这道题很明显是要推公式。并且并不是很难推,所以不写推导过程(写不出来)

// std
#include <bits/stdc++.h>

#define forn(i, n) for (int i = 0; i < int(n); i++)

using namespace std;

int n, m;
long long k;

int main() {
    scanf("%d%d%lld", &n, &m, &k);
    if (k < n){
        printf("%lld 1\n", k + 1);
        return 0;
    }
    k -= n;
    long long row = k / (m - 1);
    printf("%lld ", n - row);
    if (row & 1)
        printf("%lld\n", m - k % (m - 1));
    else
        printf("%lld\n", k % (m - 1) + 2);
    return 0;
}
//My Solution
#include <cstdio>
int main(){
    
    long long N,M,k;
    scanf("%I64d%I64d%I64d",&N,&M,&k);
    if(k<N){
        printf("%I64d 1",k+1);
        return 0;
    }

    long long x,y;
    x = k-N+1;
    long long a = x/(M-1);
    if(a*(M-1)==x)x = a;
    else x = a+1;
    x = N-x+1;

    bool flag;
    if((x&1)==(N&1))flag=true;
    else flag=false;

    a = (k-N+1)%(M-1);
    if(flag){
        y = a==0?M:a+1;
    }
    else {
        y = a==0?2:M-a+1;
    }
    printf("%I64d %I64d",x,y);
    return 0;
}

Hack

不知道为什么看到一位小哥推了一半的公式,然后还有一半纯模拟……

于是就造了个大数据去卡他TLE,成功!


The hack is manual
Solution verdict:
TIME_LIMIT_EXCEEDED

Checker:


Input:
1000000000 1000000000 1999999998


Output:


Answer:


Time:
2000

Memory:
3497984

C. Nested Segments

Description

\(n\)\((L,R)\),对于任意一个\(i\)\(j\),若满足\(Li≤Lj\)\(Rj≤Ri\),则可以作为一个答案输出。

请输出任意满足条件的一组\(i,j\),如果没有一个可行的答案请输出"-1 -1"

Input

The first line contains one integer $n (1 ≤ n ≤ 3·10^5) $— the number of segments.
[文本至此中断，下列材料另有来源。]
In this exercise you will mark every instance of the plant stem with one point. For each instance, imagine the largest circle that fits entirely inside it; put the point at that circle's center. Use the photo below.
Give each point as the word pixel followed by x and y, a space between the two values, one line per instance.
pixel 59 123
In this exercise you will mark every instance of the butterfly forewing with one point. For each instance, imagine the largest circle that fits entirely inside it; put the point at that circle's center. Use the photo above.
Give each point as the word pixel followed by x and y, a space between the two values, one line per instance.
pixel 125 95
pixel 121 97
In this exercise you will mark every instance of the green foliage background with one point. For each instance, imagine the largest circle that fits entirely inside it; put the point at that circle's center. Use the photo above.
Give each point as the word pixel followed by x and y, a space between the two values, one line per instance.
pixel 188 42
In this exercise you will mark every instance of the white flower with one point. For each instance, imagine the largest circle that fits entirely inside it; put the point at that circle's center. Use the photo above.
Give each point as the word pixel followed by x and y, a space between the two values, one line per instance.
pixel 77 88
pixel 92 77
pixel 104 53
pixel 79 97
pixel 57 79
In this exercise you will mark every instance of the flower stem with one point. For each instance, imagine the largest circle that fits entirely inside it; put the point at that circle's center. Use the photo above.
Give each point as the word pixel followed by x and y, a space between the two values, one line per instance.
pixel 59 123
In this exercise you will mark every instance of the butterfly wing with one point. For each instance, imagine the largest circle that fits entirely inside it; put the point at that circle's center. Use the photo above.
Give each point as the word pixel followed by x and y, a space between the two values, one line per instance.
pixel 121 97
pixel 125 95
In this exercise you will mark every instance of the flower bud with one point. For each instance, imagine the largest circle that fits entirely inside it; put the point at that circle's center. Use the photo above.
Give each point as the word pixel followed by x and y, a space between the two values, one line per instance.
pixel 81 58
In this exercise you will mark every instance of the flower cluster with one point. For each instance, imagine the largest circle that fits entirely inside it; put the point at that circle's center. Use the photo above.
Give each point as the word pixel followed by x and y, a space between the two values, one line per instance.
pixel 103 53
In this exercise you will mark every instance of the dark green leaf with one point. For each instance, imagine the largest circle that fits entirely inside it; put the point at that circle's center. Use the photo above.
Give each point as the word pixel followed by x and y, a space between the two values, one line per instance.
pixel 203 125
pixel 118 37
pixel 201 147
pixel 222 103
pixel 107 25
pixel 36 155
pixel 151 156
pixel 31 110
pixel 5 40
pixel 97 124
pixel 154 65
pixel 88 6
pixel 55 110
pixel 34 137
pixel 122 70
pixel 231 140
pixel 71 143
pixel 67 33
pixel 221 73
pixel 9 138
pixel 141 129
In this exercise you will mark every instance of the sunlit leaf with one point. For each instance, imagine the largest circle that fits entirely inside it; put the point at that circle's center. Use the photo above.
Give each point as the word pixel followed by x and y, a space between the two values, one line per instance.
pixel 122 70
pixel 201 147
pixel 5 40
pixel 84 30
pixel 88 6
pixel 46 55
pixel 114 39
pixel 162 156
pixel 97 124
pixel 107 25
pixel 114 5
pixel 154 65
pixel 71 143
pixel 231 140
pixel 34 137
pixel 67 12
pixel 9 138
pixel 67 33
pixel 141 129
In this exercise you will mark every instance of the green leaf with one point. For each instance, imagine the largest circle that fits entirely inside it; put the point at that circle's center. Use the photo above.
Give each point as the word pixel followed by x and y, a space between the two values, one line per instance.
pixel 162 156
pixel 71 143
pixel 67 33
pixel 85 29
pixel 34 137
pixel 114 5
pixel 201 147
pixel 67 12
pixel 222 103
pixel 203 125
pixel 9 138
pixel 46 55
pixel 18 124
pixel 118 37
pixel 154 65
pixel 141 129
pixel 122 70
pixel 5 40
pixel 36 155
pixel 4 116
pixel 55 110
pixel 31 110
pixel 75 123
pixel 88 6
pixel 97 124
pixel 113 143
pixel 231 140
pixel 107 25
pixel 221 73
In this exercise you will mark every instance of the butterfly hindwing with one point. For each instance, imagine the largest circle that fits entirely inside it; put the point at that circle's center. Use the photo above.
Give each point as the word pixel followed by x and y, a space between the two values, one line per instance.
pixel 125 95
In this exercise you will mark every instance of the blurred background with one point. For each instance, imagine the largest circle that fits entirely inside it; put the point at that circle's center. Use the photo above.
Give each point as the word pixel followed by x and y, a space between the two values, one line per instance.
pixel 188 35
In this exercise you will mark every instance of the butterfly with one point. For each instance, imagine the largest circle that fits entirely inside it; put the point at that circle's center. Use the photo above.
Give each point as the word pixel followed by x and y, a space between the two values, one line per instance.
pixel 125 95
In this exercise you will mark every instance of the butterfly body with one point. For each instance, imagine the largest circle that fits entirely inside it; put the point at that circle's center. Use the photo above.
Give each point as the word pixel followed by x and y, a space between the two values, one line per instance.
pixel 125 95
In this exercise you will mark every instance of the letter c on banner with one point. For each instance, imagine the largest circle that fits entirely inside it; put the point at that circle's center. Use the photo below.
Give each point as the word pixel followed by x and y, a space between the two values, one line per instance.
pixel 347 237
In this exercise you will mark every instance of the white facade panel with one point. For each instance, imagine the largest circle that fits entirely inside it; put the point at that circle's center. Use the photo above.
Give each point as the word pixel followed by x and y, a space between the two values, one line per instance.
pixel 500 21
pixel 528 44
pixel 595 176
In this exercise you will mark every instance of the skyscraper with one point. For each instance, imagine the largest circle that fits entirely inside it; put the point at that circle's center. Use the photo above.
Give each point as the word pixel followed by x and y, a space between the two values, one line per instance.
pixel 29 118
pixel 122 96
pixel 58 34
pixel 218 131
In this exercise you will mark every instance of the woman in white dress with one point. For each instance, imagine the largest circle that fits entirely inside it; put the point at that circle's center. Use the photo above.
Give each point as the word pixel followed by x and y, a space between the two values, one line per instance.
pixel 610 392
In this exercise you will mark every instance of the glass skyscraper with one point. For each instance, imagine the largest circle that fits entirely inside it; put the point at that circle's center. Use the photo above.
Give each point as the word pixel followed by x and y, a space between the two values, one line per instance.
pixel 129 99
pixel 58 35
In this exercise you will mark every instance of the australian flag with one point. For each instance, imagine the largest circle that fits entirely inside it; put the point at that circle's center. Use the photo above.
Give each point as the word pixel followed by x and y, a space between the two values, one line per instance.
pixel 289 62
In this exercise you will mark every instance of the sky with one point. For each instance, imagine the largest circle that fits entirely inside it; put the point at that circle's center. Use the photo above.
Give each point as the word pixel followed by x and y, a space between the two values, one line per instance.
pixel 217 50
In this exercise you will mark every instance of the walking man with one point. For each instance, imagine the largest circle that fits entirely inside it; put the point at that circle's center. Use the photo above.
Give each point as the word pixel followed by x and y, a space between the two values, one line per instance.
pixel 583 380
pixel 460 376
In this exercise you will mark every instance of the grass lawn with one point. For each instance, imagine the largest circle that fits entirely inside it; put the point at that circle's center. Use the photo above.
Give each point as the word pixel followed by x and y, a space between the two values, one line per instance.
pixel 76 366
Each of the next n lines contains two integers \(Li\) and \(Ri (1 ≤Li ≤ Ri ≤ 10^9)\) — the i-th segment.

Output

Print two distinct indices i and j such that segment ai lies within segment aj. If there are multiple answers, print any of them. If no answer exists, print -1 -1.

Example

input

5
1 10
2 9
3 9
2 3
2 9

output

2 1

input

3
1 5
2 6
6 20

output

-1 -1

Note

In the first example the following pairs are considered correct:

  • \((2, 1), (3, 1), (4, 1), (5, 1)\) — not even touching borders;
  • \((3, 2), (4, 2), (3, 5), (4, 5)\) — touch one border;
  • \((5, 2), (2, 5)\) — match exactly.

Solution

当时是直接WA掉了……

#include <cstdio>
#include <algorithm>
#define MAXN 300005

struct Node{
    int l,r,num;
}G[MAXN];

int N;
inline bool cmp(Node a,Node b){
    if(a.l!=b.l)return a.l<b.l;
    return a.r>b.r;
    return false;
}

int main(){
    
    
    scanf("%d",&N);
    for(register int i=1;i<=N;++i){
        scanf("%d%d",&G[i].l,&G[i].r);
        G[i].num = i;
    }

    std::sort(G+1,G+1+N,cmp);

    int Max = 0;
    int ans = 0;
    for(register int i=1;i<=N;++i){
        if(G[i].r>Max)Max=G[i].r,ans=G[i].num;
        else{
            printf("%d %d",G[i].num,ans);
            return 0;
        }
    }

    puts("-1 -1");
    return 0;
}

idea

按L从小到大排序,L相同则按R从大到小排序。这样就保证了j一定会小于i
因为排在序列前的L一定更小,所以每次只需要记录当前最大的R,然后与后面的比较即可。